Em 1994, o Supremo Tribunal Federal rejeitou as fitas como prova.

Fernando Henrique

Pelo menos dois episódios agitaram o governo de Fernando Henrique Cardoso (1995 a 2001).

Grampos colocados pela Agência Brasileira de Inteligência (Abin) no BNDES mostraram diálogos comprometedores do então ministro das Comunicações, Luiz Carlos Mendonça de Barros, e André Lara Resende, presidente do banco de fomento.

Nas tramas vazadas pela imprensa, articulava-se o apoio do fundo de pensão Previ para beneficiar o consórcio do Opportunity, do banqueiro Daniel Dantas, na disputa da companhia de telecomunicações Tele Norte Leste, privatizada.

FHC, em um dos trechos revelados em novembro de 1998, teria autorizado o uso de seu nome para pressionar o fundo de pensão.

Mendonça de Barros, André Lara Resende e outros 13 réus acusados pelo Ministério Público Federal de improbidade administrativa foram absolvidos pelo Tribunal Regional Federal por falta de provas.

Um ano antes, outra gravação, esta de um empresário do Acre que se dizia acuado pelos parlamentares do estado João Maia e Ronivon Santiago, colocou fogo na passagem do primeiro mandato de FHC.

Segundo as conversas gravadas, os deputados admitiam ter recebido R$ 200 mil do ministro das Comunicações da época, Sérgio Motta, em troca do apoio ao governo à emenda que liberava a reeleição do presidente.

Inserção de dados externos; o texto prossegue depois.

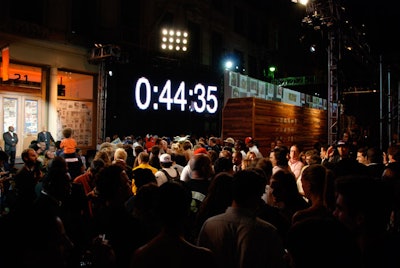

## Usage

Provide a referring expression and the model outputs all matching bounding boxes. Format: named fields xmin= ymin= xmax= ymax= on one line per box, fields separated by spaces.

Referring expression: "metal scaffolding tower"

De acordo com a denúncia, os deputados que aceitavam negociar o voto avisavam o presidente da Câmara, Luís Eduardo Magalhães, que levava a lista para o ministro.

A emenda foi aprovada em janeiro de 1997, Fernando Henrique foi reeleito e o caso jamais avançou na Justiça.

Era petista

Vieram os governos petistas e as gravações, letais, mas de alcance limitado, tornaram-se bombas nucleares.

Em 2005, no primeiro mandato de Luiz Inácio Lula da Silva, uma câmera escondida mostrou, em vídeo, o chefe do departamento de Contratação dos Correios, Maurício Marinho, recebendo propina de R$ 3 mil em nome do deputado federal Roberto Jefferson (PTB).

Era dado assim o passo inicial para o primeiro grande esquema de corrupção dos governos petistas, o Mensalão, detalhado pouco depois pelo mesmo Roberto Jefferson em entrevista ao jornal Folha de S.Paulo.

E então veio o segundo grande esquema de corrupção, inicialmente restrito à Petrobras, mas estendido à Odebrecht e a outras empreiteiras, incluindo diversos nomes do governo federal e políticos de quase todos os partidos do Congresso Nacional.

Com a Lava Jato, multiplicaram-se áudios devastadores para reputações e para o governo de Dilma Rousseff (2011-2016).

No fim de 2015, o ex-senador do PT Delcídio do Amaral foi preso preventivamente depois de tentar oferecer dinheiro a Bernardo Cerveró, filho de Nestor Cerveró, preso pela Lava Jato. A intenção do petista, que estaria a mando de ministros de Dilma, era calar o ex-diretor da Petrobras e lhe oferecer um plano de fuga.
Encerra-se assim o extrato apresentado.